Mobius Sees Blessing for Russian Economy in Crude Oil Collapseby
Oil drop may force government to diversify economy: Mobius
Russia gets about half of budget revenue from oil, gas sales
The slump in crude prices may finally force Vladimir Putin’s government to take steps to diversify Russia’s economy by bolstering businesses outside the commodities industry, according to Mark Mobius of Franklin Templeton Investments.
“In view of the fact that the Russian government budget has been so reliant on oil prices it is clear that the prospects for the economy and the market aren’t good,” Mobius, chairman of the emerging markets group at Franklin Templeton Investments, said by e-mail on Thursday. “However, this development could be a blessing in disguise if the country is able to diversify the economy so the government income is not so reliant on oil."
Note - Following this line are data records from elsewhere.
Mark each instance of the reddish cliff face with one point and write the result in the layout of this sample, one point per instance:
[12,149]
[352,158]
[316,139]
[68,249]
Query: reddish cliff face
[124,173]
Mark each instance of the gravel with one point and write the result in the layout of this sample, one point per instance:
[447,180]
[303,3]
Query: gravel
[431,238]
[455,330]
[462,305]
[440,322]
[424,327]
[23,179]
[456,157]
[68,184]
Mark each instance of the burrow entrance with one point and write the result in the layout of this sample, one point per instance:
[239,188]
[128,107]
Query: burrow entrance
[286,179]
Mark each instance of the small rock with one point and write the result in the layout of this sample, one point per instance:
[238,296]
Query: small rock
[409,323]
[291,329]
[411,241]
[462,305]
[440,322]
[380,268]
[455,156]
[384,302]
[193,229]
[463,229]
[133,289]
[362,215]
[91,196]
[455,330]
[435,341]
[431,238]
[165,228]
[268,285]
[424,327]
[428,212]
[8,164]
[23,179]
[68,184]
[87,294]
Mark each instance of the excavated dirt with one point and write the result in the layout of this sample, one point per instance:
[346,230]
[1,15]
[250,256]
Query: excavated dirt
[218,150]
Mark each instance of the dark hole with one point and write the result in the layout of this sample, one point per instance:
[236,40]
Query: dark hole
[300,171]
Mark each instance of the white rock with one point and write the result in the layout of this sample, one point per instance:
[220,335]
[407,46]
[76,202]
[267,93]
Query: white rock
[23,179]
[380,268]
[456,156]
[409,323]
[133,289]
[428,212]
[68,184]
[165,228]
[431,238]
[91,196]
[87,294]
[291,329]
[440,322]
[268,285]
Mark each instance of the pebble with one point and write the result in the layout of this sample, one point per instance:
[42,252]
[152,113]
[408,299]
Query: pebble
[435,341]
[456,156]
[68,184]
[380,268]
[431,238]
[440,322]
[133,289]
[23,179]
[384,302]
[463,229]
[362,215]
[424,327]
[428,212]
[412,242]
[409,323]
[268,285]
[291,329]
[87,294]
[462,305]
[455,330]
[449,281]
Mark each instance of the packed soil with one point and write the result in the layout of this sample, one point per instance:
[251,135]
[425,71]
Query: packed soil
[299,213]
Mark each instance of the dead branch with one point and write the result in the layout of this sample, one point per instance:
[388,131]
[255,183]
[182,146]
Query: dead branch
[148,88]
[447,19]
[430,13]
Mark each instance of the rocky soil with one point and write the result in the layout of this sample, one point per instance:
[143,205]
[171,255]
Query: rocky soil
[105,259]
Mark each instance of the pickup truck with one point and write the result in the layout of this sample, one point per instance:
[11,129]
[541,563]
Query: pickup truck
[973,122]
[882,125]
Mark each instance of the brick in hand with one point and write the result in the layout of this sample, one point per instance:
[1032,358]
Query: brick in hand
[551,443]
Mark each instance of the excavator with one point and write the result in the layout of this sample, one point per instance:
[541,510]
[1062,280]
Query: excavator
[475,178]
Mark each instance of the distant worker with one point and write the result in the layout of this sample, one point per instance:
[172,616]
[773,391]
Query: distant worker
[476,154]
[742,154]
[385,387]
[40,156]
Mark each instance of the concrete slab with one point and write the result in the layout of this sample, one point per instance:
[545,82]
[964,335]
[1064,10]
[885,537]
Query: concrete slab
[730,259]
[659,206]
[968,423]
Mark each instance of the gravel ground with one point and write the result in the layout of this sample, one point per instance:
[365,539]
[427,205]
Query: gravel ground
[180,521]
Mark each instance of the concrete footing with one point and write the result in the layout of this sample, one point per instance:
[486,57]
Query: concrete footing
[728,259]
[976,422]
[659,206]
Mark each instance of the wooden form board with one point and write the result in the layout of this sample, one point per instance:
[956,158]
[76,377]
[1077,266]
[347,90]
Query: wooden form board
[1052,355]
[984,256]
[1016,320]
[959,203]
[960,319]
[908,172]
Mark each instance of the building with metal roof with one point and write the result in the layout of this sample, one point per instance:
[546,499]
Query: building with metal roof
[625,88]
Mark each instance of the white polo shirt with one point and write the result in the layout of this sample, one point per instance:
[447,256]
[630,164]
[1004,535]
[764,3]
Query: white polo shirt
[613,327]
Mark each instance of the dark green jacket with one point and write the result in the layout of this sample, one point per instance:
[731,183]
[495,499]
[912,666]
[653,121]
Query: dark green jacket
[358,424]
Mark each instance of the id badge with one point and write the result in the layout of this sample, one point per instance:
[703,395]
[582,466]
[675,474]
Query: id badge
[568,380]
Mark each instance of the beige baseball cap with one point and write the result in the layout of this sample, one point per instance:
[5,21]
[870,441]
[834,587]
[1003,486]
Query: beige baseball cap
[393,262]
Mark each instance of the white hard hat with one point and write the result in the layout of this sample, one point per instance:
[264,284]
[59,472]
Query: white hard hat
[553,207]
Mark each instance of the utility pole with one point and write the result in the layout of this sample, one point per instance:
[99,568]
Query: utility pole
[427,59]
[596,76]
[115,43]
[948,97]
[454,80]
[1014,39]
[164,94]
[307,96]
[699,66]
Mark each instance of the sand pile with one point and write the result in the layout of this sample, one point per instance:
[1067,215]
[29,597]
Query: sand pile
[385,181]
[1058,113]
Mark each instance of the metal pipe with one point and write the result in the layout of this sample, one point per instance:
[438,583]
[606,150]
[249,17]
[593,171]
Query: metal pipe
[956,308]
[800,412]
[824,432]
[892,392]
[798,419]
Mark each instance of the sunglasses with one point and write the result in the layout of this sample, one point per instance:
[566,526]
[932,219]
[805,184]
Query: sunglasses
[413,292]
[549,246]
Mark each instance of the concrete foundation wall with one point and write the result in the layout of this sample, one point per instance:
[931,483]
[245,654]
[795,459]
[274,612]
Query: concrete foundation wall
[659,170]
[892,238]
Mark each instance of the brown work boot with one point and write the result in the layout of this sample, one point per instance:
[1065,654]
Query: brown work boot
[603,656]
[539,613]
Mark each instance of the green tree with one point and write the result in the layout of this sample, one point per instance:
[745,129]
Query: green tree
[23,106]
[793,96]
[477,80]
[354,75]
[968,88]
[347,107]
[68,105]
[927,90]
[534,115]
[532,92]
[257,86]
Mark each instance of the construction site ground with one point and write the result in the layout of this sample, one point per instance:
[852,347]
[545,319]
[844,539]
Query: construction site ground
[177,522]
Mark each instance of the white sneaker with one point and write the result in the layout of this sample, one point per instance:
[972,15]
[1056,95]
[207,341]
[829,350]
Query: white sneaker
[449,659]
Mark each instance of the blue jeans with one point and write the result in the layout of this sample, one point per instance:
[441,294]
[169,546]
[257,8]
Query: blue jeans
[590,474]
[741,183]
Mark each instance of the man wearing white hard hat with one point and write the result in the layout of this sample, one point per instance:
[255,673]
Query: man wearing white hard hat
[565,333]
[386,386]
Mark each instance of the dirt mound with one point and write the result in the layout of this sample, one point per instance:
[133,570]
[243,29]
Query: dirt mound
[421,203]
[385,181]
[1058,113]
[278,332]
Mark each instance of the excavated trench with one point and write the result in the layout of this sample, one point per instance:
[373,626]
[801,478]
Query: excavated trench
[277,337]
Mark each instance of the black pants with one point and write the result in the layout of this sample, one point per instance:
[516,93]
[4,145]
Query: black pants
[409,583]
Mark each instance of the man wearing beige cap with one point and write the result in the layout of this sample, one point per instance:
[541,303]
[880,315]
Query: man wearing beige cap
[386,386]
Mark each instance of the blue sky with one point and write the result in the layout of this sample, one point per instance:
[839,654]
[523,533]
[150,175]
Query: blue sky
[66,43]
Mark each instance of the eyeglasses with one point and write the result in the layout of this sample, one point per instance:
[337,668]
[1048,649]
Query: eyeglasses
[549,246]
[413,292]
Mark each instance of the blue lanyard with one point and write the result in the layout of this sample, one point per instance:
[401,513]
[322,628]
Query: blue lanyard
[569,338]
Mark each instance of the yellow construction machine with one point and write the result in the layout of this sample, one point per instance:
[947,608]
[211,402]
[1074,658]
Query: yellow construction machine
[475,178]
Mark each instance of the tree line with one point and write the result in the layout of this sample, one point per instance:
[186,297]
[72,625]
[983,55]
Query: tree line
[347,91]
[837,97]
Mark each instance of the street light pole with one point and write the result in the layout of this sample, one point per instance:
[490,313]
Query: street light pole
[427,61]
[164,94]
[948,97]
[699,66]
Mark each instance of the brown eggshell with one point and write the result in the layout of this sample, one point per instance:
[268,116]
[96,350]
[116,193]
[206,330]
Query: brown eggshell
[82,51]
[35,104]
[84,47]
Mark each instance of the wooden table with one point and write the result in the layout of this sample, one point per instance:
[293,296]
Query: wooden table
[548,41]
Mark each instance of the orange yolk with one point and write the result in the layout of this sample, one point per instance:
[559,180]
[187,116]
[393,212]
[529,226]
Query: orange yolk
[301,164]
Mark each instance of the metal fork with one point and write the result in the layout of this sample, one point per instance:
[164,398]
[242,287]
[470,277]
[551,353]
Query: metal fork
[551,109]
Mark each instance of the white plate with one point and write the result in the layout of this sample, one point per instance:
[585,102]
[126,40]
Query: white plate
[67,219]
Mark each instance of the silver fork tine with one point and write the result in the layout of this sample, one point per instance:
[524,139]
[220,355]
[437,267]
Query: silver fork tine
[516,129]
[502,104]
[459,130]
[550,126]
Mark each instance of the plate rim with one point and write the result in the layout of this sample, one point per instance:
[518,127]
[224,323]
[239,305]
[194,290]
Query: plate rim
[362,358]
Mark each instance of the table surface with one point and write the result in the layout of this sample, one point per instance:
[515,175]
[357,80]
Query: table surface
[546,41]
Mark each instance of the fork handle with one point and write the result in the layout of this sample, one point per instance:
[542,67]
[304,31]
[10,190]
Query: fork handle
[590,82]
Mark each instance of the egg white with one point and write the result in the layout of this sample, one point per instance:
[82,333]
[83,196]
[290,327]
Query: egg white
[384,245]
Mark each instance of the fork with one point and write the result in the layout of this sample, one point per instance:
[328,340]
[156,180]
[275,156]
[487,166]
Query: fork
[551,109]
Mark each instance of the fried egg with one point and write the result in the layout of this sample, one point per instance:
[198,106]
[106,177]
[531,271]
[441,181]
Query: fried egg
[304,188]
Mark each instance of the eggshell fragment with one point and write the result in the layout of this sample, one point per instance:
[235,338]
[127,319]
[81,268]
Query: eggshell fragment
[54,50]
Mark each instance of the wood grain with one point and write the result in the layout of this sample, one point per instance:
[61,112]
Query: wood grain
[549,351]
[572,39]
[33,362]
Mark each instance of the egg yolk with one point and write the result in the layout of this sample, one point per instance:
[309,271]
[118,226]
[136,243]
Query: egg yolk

About half of the 50 stocks in Russia’s benchmark Micex equity gauge are commodity producers, while almost 50 percent of government revenue comes from the oil and natural gas industries. With Brent crude at the lowest level in 12 years, Russia is reining in budget spending and the finance minister warned on Wednesday that authorities may burn through one of the nation’s two sovereign wealth coffers by the end of the year if no steps are taken.
The commodities rout has compounded the effect of U.S. and European sanctions over Russia’s role in the Ukrainian conflict that restrict its access to global financial markets. The 2016 budget is based on an average oil price of $50 a barrel, while Brent was trading at $30.34 on Thursday.
“With oil prices so low the Russian government budget is not in good shape which would constrain any stimulation measures the government might want to implement,” Mobius said.